Two new papers at the Journal of 9/11 Studies
Two new papers have been published at the Journal of 9/11 Studies.
The first is called "Why Australia's Presence in Afghanistan is Untenable," by James O'Neill. Here is an excerpt:
"The events of 11 September 2001 provided a nominal casus belli for the attack and occupation of Afghanistan, heavily promoted by the mainstream media, which particularly in the United States is closely linked to the major armaments manufacturers. The same mainstream media have uncritically accepted and promoted the US government’s version of events about 11 September 2001, not because that account is plausible, which it manifestly is not, but because to question the rationale for military intervention is to question the whole of post World War II US foreign policy. If US foreign policy is seriously flawed then that in turn must raise serious questions about the level and extent of Australia’s adherence to the policies of its powerful ally."

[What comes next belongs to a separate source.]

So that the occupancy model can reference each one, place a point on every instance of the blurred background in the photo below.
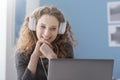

The second paper is by Aidan Monaghan. It is called "Review of Analysis of Observed and Measured In-Flight Turns Suggests Superior Control of 9/11 Aircraft." Here is an excerpt:
"Although human control of UA 175 cannot be ruled out, small margins for error are evident in the number of available degrees of bank that could generate impact with WTC 2 via a constant radius turn from approximately 1.5 miles distant. An error of 5 degrees of bank left or right seems largely indiscernible to an observer, but would generate substantial distances from a given target. To achieve impact via a mile-long plus constant radius banked turn, within an acceptable margin of error would seem to be a substantial challenge to a reportedly inexperienced pilot without aid. The CWS function would apparently provide an in-flight automated stability that would permit a pilot to apply greater attention to the course of an aircraft and consider whether additional maneuvers would be required."